FORT BRAGG, N.C. - At 4 p.m., Nov. 2, traffic was rather heavy on N.C. 87, right outside the entrance to Linden Oaks military housing area. Children from the subdivision have been trying to cross the dangerous six-lane intersection on foot to fast food restaurants and a strip mall. A 15-year-old boy suffered multiple injuries when a car hit him Aug. 21.

This afternoon, two high school students were able to cross safely to the Spout Springs Shopping Center in a low slow electric vehicle, driven by a Soldier. Directorate of Logistics, Transportation Division provided the vehicle at the request of the garrison commander 'to support the safety of the Families,' said Timothy Shea, DOL transportation chief.

The idea came up during a town hall meeting between Linden Oaks residents and Col. Stephen Sicinski, Fort Bragg Garrison commander, Sept. 16. The service has been in effect since September.

Fort Bragg Garrison has offered Linden Oaks housing residents this service until work is completed to make a marked walkway with electronic pedestrian signals, estimated to be completed in May 2011.

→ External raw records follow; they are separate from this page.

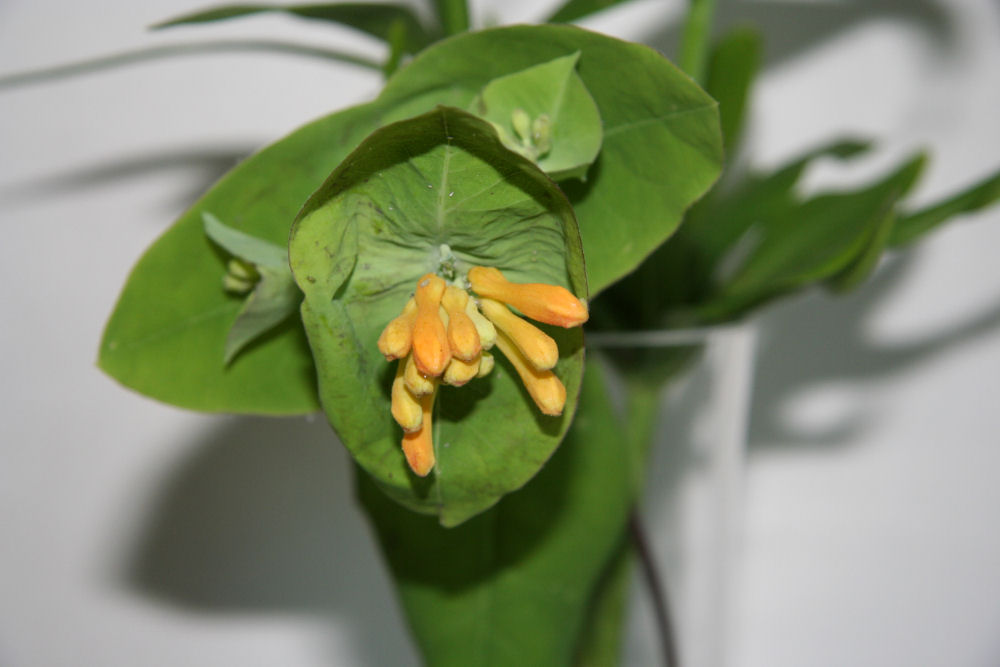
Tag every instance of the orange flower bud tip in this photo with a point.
(396, 338)
(418, 446)
(545, 389)
(418, 383)
(406, 408)
(419, 451)
(552, 304)
(460, 372)
(430, 338)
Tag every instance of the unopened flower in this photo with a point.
(443, 335)
(430, 338)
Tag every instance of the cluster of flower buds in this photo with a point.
(444, 335)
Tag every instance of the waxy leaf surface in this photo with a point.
(167, 335)
(513, 585)
(552, 90)
(662, 146)
(435, 192)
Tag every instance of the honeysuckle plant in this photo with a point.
(422, 267)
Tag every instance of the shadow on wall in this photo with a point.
(820, 341)
(792, 28)
(256, 522)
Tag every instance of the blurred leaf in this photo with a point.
(513, 585)
(552, 91)
(440, 178)
(577, 9)
(601, 641)
(732, 69)
(453, 15)
(912, 226)
(662, 145)
(798, 244)
(377, 19)
(168, 332)
(683, 273)
(167, 335)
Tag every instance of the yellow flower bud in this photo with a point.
(486, 363)
(551, 304)
(395, 340)
(460, 371)
(543, 386)
(406, 408)
(418, 383)
(487, 332)
(536, 346)
(430, 338)
(418, 446)
(463, 338)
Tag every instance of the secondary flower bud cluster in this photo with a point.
(445, 335)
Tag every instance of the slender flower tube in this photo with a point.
(543, 386)
(418, 383)
(537, 346)
(406, 409)
(460, 371)
(430, 338)
(442, 335)
(551, 304)
(418, 446)
(397, 336)
(463, 337)
(487, 332)
(486, 363)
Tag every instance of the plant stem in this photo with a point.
(657, 591)
(695, 40)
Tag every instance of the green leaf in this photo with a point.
(377, 19)
(167, 335)
(912, 226)
(256, 251)
(453, 15)
(577, 9)
(732, 69)
(803, 243)
(662, 144)
(602, 637)
(552, 91)
(275, 295)
(513, 585)
(435, 190)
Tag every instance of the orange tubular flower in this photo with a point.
(538, 347)
(463, 338)
(551, 304)
(418, 446)
(430, 338)
(543, 386)
(397, 336)
(443, 335)
(406, 408)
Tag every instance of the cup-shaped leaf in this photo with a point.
(438, 193)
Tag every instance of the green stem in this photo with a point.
(695, 40)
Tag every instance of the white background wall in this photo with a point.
(134, 533)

A team of three Soldiers drive the LSEV every day from 2 to 8 p.m. "It's pretty much teenagers who use the service," said Spc. Shavonte Adams, 4th Squadron, 73rd Cavalry Regiment. "They like it a lot, especially when I drive though the McDonald's drive through window."

The vehicle, made by Columbia ParCar, has a 17.3-horsepower motor, a range of about 35 miles and eight, 6-volt batteries, which can be charged on a normal 110-volt outlet. Top speed is 25 mph, according to Adams.

Eric Dearborn, 17 and Malachi George, 15, both said they enjoy the convenience of getting a safe ride to the shopping center. "It's a great service the Soldiers are providing us," said Dearborn. Both attend Overhills High School.